10. Pressing the Trigger
The size of your hands will obviously play a role in where and how you place your finger on the trigger, but there is a way to ensure your trigger-finger placement doesn’t interfere with the execution of a shot.
Think of the sight plane as a straight line between your dominant eye, the rear sight, the front sight, and the exact spot on your target where you want the bullet to go. If when you press the trigger the sight-plane line detours away from your target, you should adjust your hand position. If you can center the pad of the first joint of your finger over the trigger while maintaining the proper alignment of the gun in your hand, you will increase the likelihood that the press will go straight back toward your rear sight and your eye, maintaining the straight line.
Just as important is maintaining a steady pressure on the grip all the way through the shot. Increasing the amount of “muscle” during the stroke, known as milking, makes it very difficult to keep the gun steady.

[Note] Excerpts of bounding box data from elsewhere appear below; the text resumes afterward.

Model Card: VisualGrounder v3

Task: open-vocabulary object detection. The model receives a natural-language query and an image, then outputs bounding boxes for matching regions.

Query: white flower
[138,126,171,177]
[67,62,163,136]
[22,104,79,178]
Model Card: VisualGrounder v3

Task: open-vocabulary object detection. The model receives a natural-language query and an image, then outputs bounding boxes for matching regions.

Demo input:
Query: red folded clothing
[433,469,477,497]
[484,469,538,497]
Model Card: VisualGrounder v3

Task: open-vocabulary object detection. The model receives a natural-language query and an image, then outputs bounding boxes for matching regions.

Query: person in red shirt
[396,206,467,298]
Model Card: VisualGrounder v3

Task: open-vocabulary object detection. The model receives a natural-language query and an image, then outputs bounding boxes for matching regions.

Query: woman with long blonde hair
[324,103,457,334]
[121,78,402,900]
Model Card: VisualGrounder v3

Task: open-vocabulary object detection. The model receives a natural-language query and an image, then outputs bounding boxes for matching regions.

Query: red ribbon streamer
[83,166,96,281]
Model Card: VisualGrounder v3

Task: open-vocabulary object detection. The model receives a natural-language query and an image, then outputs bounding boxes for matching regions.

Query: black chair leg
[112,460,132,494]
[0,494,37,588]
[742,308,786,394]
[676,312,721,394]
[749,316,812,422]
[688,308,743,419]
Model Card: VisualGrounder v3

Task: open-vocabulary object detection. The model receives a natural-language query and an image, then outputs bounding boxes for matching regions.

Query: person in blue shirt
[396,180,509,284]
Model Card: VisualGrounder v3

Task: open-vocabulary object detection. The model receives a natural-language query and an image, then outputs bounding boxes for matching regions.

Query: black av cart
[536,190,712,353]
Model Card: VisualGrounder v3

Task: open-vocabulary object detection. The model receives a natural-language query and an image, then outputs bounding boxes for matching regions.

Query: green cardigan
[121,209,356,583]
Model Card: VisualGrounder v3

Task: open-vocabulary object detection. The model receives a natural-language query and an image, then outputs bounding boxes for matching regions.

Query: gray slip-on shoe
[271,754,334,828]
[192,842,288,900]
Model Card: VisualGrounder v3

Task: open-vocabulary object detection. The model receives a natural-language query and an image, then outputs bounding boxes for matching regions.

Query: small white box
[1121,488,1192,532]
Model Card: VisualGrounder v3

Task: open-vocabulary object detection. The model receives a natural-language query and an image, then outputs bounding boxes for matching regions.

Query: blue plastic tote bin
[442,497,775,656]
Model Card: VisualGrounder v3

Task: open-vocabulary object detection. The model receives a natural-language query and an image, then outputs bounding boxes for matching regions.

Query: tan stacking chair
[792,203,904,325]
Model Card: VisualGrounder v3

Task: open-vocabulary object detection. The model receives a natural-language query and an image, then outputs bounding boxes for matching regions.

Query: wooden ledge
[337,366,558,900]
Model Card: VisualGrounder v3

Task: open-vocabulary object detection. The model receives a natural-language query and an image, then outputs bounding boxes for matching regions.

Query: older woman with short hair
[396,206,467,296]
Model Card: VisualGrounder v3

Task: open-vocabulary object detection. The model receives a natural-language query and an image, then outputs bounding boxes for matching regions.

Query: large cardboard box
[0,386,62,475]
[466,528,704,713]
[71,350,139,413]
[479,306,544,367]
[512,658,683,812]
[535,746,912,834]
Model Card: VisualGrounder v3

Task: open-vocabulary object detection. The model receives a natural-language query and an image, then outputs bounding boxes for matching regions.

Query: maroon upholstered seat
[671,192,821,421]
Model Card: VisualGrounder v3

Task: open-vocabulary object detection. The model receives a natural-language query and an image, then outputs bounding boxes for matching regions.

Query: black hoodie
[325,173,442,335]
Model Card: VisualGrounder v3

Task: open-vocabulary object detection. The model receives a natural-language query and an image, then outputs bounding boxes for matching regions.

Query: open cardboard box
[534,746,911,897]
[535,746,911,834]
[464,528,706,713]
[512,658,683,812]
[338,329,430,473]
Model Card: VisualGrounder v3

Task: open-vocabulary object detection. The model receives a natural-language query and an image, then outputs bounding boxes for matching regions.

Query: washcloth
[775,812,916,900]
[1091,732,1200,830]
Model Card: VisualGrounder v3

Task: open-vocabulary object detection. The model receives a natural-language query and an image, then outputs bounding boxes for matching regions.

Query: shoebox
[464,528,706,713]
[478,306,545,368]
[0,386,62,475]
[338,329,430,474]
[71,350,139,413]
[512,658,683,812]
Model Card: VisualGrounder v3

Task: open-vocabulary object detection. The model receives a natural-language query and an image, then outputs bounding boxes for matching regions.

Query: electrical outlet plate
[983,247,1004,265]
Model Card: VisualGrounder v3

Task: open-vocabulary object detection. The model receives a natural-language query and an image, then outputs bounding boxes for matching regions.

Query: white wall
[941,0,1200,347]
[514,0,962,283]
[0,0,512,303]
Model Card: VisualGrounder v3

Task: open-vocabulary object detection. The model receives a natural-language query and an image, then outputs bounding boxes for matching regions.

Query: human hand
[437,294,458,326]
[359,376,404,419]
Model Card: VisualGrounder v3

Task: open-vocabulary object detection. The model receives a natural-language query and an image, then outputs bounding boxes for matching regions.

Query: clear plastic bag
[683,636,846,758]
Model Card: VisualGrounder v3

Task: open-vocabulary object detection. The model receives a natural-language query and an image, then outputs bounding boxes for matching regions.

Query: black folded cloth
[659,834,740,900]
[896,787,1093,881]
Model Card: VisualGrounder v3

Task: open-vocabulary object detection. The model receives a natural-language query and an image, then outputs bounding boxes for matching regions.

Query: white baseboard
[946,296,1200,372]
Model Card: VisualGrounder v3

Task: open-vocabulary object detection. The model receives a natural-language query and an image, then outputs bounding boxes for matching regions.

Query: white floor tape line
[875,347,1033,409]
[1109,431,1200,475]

Practicing these techniques will teach you how much grip tension is required to hold the gun steady and comfortably. Any more is a waste of energy and may cause tremors. As you learn more about the process of shooting big handguns, you will discover subtleties that work to your advantage. You will discover just how much lean you need to feel the proper balance before and after the shot. You should find that bending your elbows slightly will significantly reduce the amount of perceived recoil you endure. Also, you will learn that when the gun doesn’t push you around, you shoot much better.